資本の財源については、自己資金で賄うことを基本としておりますが、状況に応じて金融機関からの借入や新株発行による増資(新株予約権の行使によるものも含む)等によるものも考慮に入れております。
資金の流動性については、当連結会計年度の営業活動によるキャッシュ・フローが194,145千円の支出、投資活動によるキャッシュ・フローが17,233千円の支出、財務活動によるキャッシュ・フローが216,000千円の支出でありますが、現金及び現金同等物の期末残高は552,022千円であり、各キャッシュ・フローの規模等を勘案し、十分な手元流動性を確保しているものと考えております。
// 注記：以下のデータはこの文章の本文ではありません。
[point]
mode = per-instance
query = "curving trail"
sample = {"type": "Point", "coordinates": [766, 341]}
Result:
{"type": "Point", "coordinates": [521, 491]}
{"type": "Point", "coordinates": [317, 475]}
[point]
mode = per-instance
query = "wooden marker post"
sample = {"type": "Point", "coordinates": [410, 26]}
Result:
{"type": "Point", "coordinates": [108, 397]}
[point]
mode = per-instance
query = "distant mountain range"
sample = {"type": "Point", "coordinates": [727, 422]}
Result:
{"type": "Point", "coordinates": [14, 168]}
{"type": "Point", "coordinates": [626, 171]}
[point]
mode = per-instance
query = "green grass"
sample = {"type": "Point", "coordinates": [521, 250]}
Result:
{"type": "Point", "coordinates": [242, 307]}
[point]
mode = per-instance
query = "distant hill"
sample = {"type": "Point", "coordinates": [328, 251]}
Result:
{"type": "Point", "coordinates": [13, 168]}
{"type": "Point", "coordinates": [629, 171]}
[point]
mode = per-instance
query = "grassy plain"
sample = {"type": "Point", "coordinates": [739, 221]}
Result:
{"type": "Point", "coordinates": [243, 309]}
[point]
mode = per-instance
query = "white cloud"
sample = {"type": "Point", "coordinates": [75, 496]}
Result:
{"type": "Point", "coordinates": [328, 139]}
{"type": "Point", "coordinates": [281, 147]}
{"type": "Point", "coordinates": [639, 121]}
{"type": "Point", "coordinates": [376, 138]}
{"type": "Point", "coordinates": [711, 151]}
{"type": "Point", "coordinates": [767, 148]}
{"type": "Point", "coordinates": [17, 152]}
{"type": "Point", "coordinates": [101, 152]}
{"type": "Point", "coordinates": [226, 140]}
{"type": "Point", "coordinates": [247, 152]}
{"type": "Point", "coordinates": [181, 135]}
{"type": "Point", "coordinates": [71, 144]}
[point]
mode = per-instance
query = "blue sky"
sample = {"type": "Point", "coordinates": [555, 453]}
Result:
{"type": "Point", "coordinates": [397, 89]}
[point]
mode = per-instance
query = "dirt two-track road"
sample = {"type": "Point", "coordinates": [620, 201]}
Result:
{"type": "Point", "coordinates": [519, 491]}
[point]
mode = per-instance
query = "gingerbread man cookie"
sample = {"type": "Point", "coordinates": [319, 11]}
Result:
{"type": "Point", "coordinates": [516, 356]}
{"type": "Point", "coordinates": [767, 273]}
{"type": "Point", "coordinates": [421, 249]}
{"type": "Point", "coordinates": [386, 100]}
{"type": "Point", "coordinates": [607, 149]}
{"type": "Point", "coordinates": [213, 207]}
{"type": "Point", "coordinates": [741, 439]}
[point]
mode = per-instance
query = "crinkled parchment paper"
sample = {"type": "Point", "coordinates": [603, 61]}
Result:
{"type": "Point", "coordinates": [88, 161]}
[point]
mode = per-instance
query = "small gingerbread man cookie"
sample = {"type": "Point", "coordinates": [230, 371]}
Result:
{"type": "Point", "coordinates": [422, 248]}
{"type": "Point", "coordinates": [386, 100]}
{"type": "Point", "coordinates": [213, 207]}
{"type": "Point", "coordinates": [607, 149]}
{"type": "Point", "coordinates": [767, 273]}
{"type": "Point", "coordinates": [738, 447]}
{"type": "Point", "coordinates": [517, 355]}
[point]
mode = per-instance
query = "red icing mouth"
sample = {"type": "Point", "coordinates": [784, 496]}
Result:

翌連結会計年度のキャッシュ・フローにつきましては、運転資金での支出が主なものであり、重要な設備投資は予定しておりませんので、先に述べましたとおり、現金及び現金同等物で十分賄える見込みであります。
③ 重要な会計上の見積り及び当該見積りに用いた仮定
当社グループの連結財務諸表は、わが国において一般に公正妥当と認められている会計基準に基づき作成しております。この連結財務諸表を作成するにあたって、資産、負債、収益及び費用の報告額に影響を及ぼす見積り及び仮定を用いておりますが、これらの見積り及び仮定に基づく数値は実際の結果と異なる可能性があります。
連結財務諸表の作成にあたって用いた会計上の見積り及び仮定のうち、重要なものは「第5 経理の状況 1 連結財務諸表等 (1)連結財務諸表 注記事項 (重要な会計上の見積り)」に記載しております。
なお、持分法適用会社である株式会社CUREDの主要な事業である抗HIV抗体の実用化に向けた研究開発は、概ね計画通りに進行しております。